My first-born graduated from high school a few weeks ago. Next month, she’ll be heading off to Clark University in Worcester. If all goes according to plan, she’ll have a master’s degree in five short years.

So, naturally, I’ve been thinking about the question adults ask up-and-coming young people all the time: What do you want to be when you grow up?

Ever notice that whenever a youngster is asked that question, the response is almost always the same? “I want to be (fill in the occupational blank);” as if the question was: “What do you want to do for work, when you grow up?”

Oh, there’s a connection between doing and being, but how come you never hear an answer in terms of desired states-of-being, like: “I want to be a happy when I grow up?”

What do I want my oldest daughter to be? I’m blessed. She already is what I want her to be – a question-lover (despite being subjected to a mind-numbing amount of standardized testing and other “educational” methods that help beat the sense of inquiry out of most kids)!

Questions are more interesting than answers. Answers focus the mind on things already known. Questions force the mind’s eye to look elsewhere and make new discoveries, which is why, as a little boy, I adopted the African proverb — to ask well is to know much — as my life’s motto.

I suppose that’s what lured me to journalism — a career that’s fundamentally about asking questions. Not that I want my daughter to become a journalist. Personally, I hope she pursues the life of the mind, as a scientist. She plans to study psychology and Spanish. Dad’s (hopeful) translation: She’s interested in the human mind and language. Neuroscience?!

“What’s neuroscience?” she asked. I gave her a half-dozen or so books on the subject from my stacks. “This is what I’m talking about,” I said. And we’re off…

I didn’t tell her what my more down-to-earth reason is for not pushing journalism on her (or any of my children, for that matter). In his recent interview with Inside TV’s Fancast, Ed Asner was on point.

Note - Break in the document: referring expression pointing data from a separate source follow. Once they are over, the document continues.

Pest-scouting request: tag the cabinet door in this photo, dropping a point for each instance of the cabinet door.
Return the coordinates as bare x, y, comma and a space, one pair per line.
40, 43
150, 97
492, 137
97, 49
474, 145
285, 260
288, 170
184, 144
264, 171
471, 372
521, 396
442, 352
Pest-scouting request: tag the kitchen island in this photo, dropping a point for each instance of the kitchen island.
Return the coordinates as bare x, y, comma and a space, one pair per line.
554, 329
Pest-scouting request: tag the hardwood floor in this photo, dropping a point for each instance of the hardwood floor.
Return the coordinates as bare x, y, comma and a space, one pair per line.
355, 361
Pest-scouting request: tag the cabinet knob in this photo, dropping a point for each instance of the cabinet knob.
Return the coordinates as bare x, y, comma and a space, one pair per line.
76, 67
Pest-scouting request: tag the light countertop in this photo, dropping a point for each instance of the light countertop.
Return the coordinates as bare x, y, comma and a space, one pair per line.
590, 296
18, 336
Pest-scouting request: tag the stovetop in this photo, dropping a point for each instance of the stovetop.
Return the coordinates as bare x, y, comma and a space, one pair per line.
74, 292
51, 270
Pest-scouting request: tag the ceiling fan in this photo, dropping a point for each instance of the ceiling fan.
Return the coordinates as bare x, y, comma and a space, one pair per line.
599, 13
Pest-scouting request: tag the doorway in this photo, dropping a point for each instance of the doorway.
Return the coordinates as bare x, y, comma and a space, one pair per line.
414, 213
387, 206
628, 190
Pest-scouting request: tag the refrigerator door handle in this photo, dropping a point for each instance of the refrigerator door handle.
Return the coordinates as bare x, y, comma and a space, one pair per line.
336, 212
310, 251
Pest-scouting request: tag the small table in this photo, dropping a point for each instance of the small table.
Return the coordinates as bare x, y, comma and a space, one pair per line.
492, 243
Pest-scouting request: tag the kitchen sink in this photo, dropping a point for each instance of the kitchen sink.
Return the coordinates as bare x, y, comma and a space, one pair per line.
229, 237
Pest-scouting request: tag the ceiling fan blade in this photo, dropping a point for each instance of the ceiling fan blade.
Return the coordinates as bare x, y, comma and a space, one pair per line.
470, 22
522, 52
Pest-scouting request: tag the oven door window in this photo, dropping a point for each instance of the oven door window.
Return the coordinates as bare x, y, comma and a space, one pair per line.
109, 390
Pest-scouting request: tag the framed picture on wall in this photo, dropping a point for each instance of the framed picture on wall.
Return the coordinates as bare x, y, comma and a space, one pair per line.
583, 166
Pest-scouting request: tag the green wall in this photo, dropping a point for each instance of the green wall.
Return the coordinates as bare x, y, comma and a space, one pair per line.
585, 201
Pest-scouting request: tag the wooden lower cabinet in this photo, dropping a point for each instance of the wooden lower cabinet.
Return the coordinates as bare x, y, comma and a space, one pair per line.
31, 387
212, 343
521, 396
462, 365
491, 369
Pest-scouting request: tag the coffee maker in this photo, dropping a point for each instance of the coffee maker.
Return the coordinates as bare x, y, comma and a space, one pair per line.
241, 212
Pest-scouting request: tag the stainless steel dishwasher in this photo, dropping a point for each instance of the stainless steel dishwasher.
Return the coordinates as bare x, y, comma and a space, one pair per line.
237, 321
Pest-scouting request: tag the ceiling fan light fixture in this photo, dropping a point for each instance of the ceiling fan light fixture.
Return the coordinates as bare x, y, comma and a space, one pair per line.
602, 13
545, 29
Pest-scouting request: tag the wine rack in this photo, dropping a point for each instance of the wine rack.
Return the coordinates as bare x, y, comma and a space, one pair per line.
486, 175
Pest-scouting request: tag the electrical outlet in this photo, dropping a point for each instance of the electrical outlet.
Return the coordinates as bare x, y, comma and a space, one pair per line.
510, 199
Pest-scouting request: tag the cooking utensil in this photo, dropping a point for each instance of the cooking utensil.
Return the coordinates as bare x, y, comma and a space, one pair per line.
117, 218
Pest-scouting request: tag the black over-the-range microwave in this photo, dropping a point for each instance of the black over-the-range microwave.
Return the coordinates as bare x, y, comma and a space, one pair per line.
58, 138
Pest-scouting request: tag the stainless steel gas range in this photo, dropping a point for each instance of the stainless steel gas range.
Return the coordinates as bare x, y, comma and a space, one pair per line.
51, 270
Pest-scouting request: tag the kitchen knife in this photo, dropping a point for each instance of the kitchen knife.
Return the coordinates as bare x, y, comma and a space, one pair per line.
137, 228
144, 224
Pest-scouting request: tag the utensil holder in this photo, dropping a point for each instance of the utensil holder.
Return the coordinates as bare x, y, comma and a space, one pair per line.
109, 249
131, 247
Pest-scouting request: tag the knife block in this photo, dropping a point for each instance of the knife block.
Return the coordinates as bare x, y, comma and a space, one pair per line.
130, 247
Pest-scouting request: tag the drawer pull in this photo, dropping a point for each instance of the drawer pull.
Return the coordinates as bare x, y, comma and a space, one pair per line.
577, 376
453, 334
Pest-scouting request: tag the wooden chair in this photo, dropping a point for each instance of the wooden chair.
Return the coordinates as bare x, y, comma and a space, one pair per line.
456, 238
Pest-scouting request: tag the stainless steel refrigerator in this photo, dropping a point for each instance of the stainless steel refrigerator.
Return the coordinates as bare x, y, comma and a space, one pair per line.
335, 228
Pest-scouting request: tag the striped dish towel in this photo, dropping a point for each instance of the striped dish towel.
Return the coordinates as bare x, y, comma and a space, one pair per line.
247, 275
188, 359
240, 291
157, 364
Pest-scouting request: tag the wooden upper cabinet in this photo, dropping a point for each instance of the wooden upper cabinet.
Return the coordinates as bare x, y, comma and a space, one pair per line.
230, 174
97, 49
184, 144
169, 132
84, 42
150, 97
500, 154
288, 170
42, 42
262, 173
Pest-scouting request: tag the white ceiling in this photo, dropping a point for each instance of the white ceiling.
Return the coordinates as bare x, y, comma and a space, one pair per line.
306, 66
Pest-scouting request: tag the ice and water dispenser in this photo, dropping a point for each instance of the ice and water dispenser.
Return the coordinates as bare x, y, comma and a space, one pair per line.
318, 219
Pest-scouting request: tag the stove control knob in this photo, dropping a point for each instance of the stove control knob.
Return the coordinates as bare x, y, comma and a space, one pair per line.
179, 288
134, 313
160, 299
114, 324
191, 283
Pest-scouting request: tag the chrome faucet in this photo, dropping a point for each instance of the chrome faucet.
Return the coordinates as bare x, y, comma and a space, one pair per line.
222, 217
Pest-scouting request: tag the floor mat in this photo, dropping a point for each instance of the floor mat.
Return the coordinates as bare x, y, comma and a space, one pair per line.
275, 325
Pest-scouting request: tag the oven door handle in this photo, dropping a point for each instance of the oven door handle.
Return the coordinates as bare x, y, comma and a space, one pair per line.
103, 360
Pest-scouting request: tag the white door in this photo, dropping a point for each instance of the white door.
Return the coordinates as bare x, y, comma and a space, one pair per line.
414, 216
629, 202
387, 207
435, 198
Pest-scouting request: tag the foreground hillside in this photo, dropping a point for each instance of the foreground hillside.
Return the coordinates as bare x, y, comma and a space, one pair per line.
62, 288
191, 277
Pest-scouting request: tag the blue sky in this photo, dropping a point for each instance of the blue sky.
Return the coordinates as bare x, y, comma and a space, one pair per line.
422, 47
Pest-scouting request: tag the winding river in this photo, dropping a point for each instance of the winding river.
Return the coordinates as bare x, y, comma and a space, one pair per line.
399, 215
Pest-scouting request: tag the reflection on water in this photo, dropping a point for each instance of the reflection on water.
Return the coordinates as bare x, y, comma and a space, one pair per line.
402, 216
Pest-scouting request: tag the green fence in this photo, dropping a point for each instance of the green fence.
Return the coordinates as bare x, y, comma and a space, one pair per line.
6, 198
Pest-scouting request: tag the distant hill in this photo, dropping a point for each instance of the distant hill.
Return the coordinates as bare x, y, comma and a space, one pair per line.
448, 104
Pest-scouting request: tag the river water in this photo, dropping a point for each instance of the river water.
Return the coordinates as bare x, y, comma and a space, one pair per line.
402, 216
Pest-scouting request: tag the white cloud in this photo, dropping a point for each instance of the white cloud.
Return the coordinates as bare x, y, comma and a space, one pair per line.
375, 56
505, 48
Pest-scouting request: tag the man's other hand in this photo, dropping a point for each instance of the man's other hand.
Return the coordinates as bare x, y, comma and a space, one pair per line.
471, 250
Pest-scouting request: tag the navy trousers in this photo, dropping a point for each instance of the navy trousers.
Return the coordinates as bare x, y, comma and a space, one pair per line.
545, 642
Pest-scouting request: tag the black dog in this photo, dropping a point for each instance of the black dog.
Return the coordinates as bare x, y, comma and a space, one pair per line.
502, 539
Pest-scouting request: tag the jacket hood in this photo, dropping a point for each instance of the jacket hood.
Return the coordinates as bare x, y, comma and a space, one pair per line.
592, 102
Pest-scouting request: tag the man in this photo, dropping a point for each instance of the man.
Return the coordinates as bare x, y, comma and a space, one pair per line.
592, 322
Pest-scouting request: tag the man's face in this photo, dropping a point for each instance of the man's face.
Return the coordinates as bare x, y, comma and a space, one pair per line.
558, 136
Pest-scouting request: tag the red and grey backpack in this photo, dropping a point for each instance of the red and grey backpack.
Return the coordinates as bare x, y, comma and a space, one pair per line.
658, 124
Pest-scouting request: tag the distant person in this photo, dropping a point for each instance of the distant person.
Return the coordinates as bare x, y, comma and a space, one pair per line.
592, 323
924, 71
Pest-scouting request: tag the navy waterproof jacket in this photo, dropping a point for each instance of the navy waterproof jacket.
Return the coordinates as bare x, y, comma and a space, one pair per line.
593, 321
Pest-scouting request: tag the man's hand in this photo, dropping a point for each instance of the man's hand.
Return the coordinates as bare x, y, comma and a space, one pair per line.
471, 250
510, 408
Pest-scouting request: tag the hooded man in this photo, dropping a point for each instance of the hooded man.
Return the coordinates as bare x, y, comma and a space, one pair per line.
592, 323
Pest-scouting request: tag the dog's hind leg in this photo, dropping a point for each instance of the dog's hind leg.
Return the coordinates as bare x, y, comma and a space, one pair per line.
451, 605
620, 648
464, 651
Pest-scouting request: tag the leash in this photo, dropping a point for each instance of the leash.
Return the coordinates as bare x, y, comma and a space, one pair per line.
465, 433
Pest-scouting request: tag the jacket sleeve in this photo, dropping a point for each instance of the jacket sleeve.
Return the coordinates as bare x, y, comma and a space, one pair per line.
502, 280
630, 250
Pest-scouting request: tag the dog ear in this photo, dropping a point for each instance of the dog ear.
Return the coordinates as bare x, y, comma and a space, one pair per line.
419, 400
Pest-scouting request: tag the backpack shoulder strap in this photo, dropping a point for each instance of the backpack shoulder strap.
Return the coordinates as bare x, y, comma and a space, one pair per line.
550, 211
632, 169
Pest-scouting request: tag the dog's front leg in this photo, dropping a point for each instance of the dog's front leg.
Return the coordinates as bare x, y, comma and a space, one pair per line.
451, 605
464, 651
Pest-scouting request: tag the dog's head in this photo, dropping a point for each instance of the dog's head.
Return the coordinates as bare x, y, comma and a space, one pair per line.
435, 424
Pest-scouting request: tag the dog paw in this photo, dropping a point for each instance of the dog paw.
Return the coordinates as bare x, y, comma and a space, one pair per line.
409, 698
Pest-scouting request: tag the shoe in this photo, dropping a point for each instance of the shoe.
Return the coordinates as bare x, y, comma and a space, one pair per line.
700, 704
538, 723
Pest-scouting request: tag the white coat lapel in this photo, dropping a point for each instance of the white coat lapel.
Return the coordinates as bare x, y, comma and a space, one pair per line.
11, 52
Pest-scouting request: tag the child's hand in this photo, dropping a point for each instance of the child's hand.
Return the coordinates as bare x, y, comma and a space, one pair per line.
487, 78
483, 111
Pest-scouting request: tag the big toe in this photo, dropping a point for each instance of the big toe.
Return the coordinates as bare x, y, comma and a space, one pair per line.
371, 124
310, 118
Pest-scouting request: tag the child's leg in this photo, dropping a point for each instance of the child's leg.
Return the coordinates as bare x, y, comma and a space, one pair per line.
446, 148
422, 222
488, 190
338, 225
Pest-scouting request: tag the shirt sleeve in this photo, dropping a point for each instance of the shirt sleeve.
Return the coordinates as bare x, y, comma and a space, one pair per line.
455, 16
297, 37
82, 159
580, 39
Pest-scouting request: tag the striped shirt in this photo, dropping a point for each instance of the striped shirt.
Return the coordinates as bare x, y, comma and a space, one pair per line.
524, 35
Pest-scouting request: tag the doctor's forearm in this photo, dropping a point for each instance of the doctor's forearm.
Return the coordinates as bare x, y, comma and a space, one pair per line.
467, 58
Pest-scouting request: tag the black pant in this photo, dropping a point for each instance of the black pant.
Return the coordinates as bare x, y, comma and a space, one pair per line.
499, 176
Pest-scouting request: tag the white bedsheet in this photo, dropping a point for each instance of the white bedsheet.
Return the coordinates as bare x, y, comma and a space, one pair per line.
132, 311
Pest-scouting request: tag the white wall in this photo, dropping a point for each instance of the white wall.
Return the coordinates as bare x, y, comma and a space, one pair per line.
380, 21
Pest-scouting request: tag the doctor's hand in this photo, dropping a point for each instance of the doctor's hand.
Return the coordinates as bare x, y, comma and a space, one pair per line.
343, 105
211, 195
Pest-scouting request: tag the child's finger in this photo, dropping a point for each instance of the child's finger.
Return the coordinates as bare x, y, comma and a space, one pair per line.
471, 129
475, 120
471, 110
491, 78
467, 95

“I was a high school journalist and wanted to go into it because it was dashing and exciting. One day in college, my instructor, whom I revered, passed by my desk and said, ‘Are you thinking of journalism as a career?’ And I said, ‘yeah.’ She came back and said, ‘I wouldn’t … you can’t make any money at it.’ With that, I washed away any plans that I had…”

Sure, if you make it big time, a journalist can make millions. So can a musician. But how many parents, worried about their kids’ future job prospects, encourage them to become musicians? Contrary to the popular myth, most reporters, like most musicians, live on a budget that’s about 30 cents away from a quarter.

I didn’t tell her that because I don’t want her to think: It’s all about the money. If I really thought that, I would have encouraged her to be a CEO.

In the 1970s, when I was a kid, CEOs earned 30 times what the average worker made. By the time my first graduate was born, in the 1990s, CEO pay was 131 times workers’ wages and by 2006 it was up to 370 times.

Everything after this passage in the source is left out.